Home Share Unit: consists of a whole unit available for a short-term rental at the primary residence of the operator (unit in which operator resides for at least nine months out of a 12 month period). The fee associated with this classification is $100 per year.
Investor Unit: consists of an entire unit available for a short-term rental in a whole dwelling that is non-owner and non-tenant occupied. The fee is $500 per year.
“We are really pleased to see the Mayor’s office take the time to work on this,” said Steve Fox representing the Alliance of Downtown Civic Associations (ADCO). “The Walsh administration was waiting for the state legislature to pass the rules with the taxation scheme so that the City can plug in their rules later, but I’m glad to see the Mayor start to tackle this now. The City and the Mayor can’t afford to wait any longer because who knows if the legislation will ever go through.”
Fox said that one of the key issues for ADCO, which includes neighborhoods from the North End, to Beacon Hill, Fenway and the Back Bay is that the ordinance creates an investor category.
By allowing the investor category to continue, Fox said, the displacement and all the other problems seen today will continue to exuberate and grow.
He also said that many residents had some concerns over the 90-day limit because there are still around 45 weekends of the year. Just renting out on Friday and Saturday nights could be profitable enough to keep the unit out of the housing stock.
Fox said continued talks need to happen in order to shorten the limit – New York City has a 30-day limit and after speaking with other ADCO members, he said residents would like to push it to closer to a 60-day limit.
In a Commonwealth Magazine article, City Councilor Michelle Wu said that this proposal is a starting point but would like to seek to eliminate the investor-level tier.

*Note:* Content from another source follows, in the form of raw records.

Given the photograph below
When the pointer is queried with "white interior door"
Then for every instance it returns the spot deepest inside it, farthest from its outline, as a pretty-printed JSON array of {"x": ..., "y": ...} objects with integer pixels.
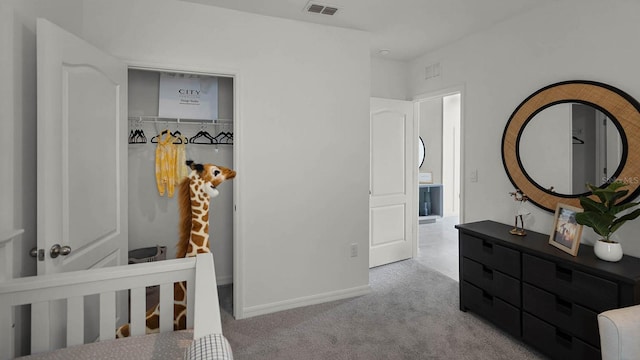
[
  {"x": 82, "y": 158},
  {"x": 392, "y": 205}
]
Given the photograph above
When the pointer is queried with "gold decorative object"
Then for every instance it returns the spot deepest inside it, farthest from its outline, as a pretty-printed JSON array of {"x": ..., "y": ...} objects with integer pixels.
[{"x": 521, "y": 212}]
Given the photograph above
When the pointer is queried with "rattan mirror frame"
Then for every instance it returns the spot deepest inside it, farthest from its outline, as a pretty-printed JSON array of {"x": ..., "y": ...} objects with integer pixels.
[{"x": 620, "y": 107}]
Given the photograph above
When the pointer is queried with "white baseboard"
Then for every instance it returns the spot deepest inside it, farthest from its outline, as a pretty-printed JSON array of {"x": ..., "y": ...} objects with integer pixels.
[
  {"x": 224, "y": 279},
  {"x": 304, "y": 301}
]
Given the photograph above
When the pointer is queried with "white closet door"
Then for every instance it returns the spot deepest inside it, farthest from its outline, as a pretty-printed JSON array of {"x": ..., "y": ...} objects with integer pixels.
[
  {"x": 392, "y": 204},
  {"x": 82, "y": 159}
]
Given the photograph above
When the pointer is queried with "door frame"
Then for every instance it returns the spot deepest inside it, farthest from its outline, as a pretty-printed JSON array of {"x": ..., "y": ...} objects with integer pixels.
[
  {"x": 455, "y": 89},
  {"x": 238, "y": 244}
]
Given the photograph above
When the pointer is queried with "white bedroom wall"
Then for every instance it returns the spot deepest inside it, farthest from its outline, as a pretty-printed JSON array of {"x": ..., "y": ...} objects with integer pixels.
[
  {"x": 500, "y": 67},
  {"x": 303, "y": 136},
  {"x": 18, "y": 119},
  {"x": 389, "y": 79}
]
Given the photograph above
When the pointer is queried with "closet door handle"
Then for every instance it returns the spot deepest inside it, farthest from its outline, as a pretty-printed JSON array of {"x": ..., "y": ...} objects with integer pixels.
[{"x": 57, "y": 250}]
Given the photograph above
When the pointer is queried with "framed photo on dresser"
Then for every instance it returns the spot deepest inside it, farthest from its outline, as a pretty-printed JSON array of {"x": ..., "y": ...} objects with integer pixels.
[{"x": 566, "y": 232}]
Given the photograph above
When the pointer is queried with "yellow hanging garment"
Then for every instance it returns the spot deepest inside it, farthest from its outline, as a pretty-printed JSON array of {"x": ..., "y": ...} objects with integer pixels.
[
  {"x": 166, "y": 163},
  {"x": 182, "y": 170}
]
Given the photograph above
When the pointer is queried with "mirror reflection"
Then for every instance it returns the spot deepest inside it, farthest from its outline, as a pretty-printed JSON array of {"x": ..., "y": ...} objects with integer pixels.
[{"x": 567, "y": 145}]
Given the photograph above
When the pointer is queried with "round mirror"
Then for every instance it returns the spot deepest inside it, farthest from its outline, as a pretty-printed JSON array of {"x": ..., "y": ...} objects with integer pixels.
[
  {"x": 421, "y": 152},
  {"x": 567, "y": 145},
  {"x": 537, "y": 138}
]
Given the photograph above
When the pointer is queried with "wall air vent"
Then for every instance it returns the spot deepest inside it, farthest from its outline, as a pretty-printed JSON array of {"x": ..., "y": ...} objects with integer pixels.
[{"x": 316, "y": 8}]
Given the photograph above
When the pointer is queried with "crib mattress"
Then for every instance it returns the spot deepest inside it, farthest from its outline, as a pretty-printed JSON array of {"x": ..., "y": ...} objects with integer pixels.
[{"x": 167, "y": 345}]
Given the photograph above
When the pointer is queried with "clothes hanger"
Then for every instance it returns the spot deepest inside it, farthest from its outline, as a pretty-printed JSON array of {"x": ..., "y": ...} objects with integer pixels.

“There are a number of corporate loopholes [in the proposal] that have to be closed,” she said. “I am not persuaded we should be allowing investor unit classification at all.”
Fox noted that other notable cities, New York City, Los Angeles, and San Francisco have had City Councils phase out any investor class in short-term rentals. “If we have an investor class it would mark us as the exemption compared to what the rest of the world is going in terms of dealing with this,” said Fox.
Fox said they liked the hospital exemption that will allow people to stay in short-term housing as they support family members in the Boston hospitals.
In addition, the regulations provide protections for the occupants of the short-term rental unit by prohibiting any property with outstanding housing, sanitary, building, fire or zoning-code violations from being listed.
To assist with the enforcement of regulations, booking platforms will be required to provide the City with monthly data and information relative to the short-term listings that detail the location and occupancy numbers.
Data shows that the availability of short-term rental units has a direct correlation to housing costs. A 2016 study by UMass Boston found a 0.4 percent increase in rent prices due to increases in Airbnb listings, and a nationwide UCLA student also found a 0.42 percent increase.
In addition to rent increases, the commercialization of short-term rentals in residential dwellings and residential neighborhoods has the potential to reduce availability of long-term housing for owners and tenants alike, and is contrary to the City’s goal of adding 53,000 units of housing across a variety of income levels by 2030.